How did you become a human right activist?
I used to work as a medical doctor for twenty years. Early in my career, I went to the apartment of a cancer patient in a building that was so old and ruined that there were no stairs to the second floor. I had to take a ladder and climb into his window. He was lying naked on the bed and screaming of pain, alone, with no family around him. He said to me: “I don't care about food, clothes or cold, all I want is this pain to go away.” The nurse could only visit him twice a day to give him an injection, as required by law. So he would spend eighteen hours of the day crying of unbearable pain. I went to the chief doctor and asked to visit this man regularly to make a third injection so this man could suffer a bit less. Later during my medical practice, I was regularly witnessing cancer patients committing suicide by jumping out the windows at the hospital.
In 2010, an expert from Human Right Watch visited Ukraine and explained why giving only three injections of morphine a day—a limit set by Ukrainian medical protocol—was equivalent to torture. At that moment I decided that I would do whatever I could to make help those who suffer. This inspired me to get a law degree and begin working as a lawyer specializing in public health issues, and those related to pain relief for patients with life-limiting illnesses.
What does your organization do to protect people’s health rights?
For the last three years, we have focused on ensuring access to opioid pain management in Ukraine and the protection of palliative care patients’ rights. We collect stories of violations of health rights from patients (which can be submitted as complaints) and we report them to the UN Special Rapporteur on the Right of Everyone to the Enjoyment of the Highest Attainable Standard of Physical and Mental Health. The rapporteur’s mandate includes public hearings, meetings with Ministry of Health officials, and other high-profile events, where we can raise these issues.
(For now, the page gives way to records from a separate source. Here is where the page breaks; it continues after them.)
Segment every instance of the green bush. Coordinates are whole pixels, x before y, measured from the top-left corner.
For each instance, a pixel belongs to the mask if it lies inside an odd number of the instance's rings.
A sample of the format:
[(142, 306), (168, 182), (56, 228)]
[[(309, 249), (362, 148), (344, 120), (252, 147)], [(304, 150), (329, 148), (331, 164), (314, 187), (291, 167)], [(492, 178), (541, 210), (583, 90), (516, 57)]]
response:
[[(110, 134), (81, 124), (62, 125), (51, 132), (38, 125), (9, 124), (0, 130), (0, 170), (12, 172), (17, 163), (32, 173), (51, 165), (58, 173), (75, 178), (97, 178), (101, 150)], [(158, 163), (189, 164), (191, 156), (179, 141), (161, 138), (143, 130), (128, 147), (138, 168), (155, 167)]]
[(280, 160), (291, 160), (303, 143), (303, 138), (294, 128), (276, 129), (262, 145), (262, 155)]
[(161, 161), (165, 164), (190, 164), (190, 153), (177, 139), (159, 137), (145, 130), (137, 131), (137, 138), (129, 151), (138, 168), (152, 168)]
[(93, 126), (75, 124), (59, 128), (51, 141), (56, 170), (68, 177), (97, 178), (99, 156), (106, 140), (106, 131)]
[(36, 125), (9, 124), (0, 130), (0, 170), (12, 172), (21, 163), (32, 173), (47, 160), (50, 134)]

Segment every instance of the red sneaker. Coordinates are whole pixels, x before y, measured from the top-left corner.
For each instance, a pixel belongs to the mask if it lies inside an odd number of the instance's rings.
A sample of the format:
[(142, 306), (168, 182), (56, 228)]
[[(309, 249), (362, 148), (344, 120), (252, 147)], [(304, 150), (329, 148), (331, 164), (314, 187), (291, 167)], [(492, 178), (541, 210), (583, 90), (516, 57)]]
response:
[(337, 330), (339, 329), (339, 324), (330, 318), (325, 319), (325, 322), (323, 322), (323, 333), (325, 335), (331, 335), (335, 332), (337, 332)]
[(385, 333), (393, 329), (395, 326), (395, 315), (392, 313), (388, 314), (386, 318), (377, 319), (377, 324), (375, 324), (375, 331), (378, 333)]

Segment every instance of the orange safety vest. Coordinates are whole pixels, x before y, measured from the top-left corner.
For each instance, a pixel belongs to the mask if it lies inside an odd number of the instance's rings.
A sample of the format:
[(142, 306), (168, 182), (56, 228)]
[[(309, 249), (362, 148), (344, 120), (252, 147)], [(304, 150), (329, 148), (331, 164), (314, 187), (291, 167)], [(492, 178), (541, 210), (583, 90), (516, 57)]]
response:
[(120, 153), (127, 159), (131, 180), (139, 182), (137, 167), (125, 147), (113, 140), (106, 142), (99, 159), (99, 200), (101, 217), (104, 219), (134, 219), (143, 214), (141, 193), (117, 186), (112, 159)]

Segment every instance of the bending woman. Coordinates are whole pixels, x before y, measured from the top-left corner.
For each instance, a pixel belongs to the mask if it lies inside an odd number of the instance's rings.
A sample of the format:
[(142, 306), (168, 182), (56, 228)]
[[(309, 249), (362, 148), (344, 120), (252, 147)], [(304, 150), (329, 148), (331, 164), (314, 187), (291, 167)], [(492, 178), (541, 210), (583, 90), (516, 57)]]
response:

Do you use these stories in your media advocacy?
Yes, many of these patient stories have been published in a book called We Want to Live Without Pain and Suffering as part of a project focused on documenting the stories of cancer patients. The book has been read by journalists, medical practitioners, and policymakers and has had substantial media coverage.
You participated in a storytelling workshop led by the group Narativ. How has this shaped your advocacy?
Strong personal stories unite people of different backgrounds and inspire us to help those in need. After the workshop, I decided to use my story and the stories of other activists to push for change.
Since last year I have worked within the Office of the Ukrainian Parliament Commissioner for Human Rights where I represent the medical and health rights expert community.
We are in the process of organizing a meeting with the commissioner about access to opioid substitution therapy in Ukraine and I have invited a patient who also attended the Narativ workshop to come to this meeting. We want her to talk about her own lack of access treatment. We believe her story will help the commissioner understand and care about patients like her.
What other successful cases have you had?
Recently, we had a victory in the small town of Bucha. For years, doctors would not prescribe morphine for cancer patients, leaving them to die in pain, because they didn’t want to get involved in the complicated bureaucratic procedures around opioids. We appealed to the Parliament Commissioner for Human Rights, and she started her own investigation. Later, she asked the Ministry of Health to initiate a pain management program in the district hospital and to provide the state hospital with a license for opioid drugs. Now, adequate pain treatment is available in Bucha.
Tell us about the Health Rights Report, which your institute has been presenting annually since 2007.
The Health Rights Report includes information about the state of health rights in Ukraine—including cases of health rights violations of marginalized people like injection drug users, prison inmates, people with physical and mental disabilities, and the LGBTQI community.
We presented the most recent report in April of this year in the Office of the Ukrainian Parliament Commissioner for Human Rights, where public health experts and patients directly spoke to media.
We invited relatives of patients whose rights had been violated to tell their stories. For example, Andriy talked about his father, who had died of cancer and had been denied pain relief at home. Andriy filed a lawsuit and this case led to the creation of a mobile team at the state regional hospital to provide care and pain relief to cancer patients at their homes. During his presentation, Andriy said that due to our team’s work, his father had been able to receive four injections of morphine a day—allowing him to die in peace, together with his family.
What is next for the Institute of Legal Research and Strategy?
We plan to expand our use of personal stories and produce stories of cancer patients in audio and video formats. These stories will be used in our advocacy work with doctors and health ministry officials to get them to directly listen to the voices of those in need.